# What is the piece



## Phil66 (Apr 28, 2006)

Hello all,

I wonder if you can help.

There is a very famous pice of music that starts with a single member of the orchestra playing, they play the whole piece and then another member joins in, this goes on until the entire orchestra is playing the piece.
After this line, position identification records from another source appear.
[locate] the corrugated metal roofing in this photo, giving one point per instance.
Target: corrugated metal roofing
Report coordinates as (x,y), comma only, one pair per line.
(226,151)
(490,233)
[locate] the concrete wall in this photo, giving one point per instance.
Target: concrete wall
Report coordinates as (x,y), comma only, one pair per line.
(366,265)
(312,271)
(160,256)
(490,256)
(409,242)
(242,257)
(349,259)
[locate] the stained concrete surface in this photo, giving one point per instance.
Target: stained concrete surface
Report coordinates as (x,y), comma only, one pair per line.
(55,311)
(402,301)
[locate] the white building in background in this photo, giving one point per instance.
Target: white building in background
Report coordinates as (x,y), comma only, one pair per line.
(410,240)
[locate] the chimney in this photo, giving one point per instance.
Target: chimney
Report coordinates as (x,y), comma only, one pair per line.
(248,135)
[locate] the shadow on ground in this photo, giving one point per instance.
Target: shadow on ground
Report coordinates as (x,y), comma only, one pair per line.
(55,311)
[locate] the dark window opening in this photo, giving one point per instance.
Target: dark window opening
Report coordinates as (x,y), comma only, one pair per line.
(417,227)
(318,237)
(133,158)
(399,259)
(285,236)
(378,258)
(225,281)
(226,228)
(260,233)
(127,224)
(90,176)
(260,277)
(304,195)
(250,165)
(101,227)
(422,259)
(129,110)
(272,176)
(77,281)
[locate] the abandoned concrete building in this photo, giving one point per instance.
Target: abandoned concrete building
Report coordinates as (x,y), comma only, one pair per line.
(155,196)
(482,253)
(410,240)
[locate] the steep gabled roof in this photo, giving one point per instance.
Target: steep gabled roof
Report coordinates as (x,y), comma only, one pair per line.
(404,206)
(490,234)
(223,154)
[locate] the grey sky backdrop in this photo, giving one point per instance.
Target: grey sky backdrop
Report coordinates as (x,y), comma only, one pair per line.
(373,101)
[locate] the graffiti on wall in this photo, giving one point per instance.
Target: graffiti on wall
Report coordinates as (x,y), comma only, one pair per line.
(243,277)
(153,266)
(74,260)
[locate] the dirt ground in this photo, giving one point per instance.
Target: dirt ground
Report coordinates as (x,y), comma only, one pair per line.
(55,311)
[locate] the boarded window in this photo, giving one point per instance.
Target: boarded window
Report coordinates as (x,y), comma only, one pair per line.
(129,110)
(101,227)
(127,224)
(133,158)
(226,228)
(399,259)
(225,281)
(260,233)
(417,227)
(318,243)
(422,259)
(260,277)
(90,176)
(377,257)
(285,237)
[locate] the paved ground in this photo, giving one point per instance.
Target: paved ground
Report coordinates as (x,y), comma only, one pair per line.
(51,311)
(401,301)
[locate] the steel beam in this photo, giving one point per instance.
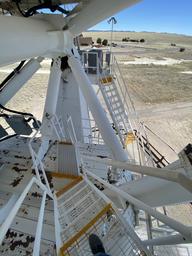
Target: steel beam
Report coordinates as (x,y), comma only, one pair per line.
(97,111)
(17,82)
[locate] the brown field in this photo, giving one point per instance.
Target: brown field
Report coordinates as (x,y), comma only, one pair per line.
(162,94)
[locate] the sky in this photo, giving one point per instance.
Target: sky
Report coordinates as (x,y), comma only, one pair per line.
(171,16)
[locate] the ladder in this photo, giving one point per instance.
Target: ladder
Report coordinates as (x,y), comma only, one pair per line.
(107,84)
(82,211)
Anyone know what it is pleeeease

Cheers
Phil


----------



## Mr Salek (Apr 11, 2006)

It's called Bolero by Ravel.


----------



## EddieRUKiddingVarese (Jan 8, 2013)

Well its not 4'33"


----------



## Larkenfield (Jun 5, 2017)

Perhaps the opposite of Ravel's Bolero is Haydn's Symphony No. 45, where each member of the orchestra eventually walks off until only two muted violins are left. Someone should program them together and bring everything full-circle in perpetuity.


----------



## Art Rock (Nov 28, 2009)

Tubular bells by Mike Oldfield. :devil:


----------



## Pugg (Aug 8, 2014)

EddieRUKiddingVarese said:


> Well its not 4'33"


Poor O.P will never see your answer.


----------



## eugeneonagain (May 14, 2017)

The most unusual thing is the OP's join date...April 2006!!! And then a first post.


----------



## EddieRUKiddingVarese (Jan 8, 2013)

Pugg said:


> Poor O.P will never see your answer.


Well do you know the Piece?


----------



## Pugg (Aug 8, 2014)

EddieRUKiddingVarese said:


> Well do you know the Piece?


It was given in post 2 in 2006


----------



## eugeneonagain (May 14, 2017)

Pugg said:


> It was given in post 2 in 2006


D'oh...I failed to see that the post actually _was_ from 2006 Poor OP never responded.


----------



## Pugg (Aug 8, 2014)

eugeneonagain said:


> D'oh...I failed to see that the post actually _was_ from 2006 Poor OP never responded.


He saw his answer on April 30th and never came back. 
( Whilst we had Queens day)


----------



## Brahmsian Colors (Sep 16, 2016)

Maybe Benjamin Britten's _The Young Person's Guide To the Orchestra_.


----------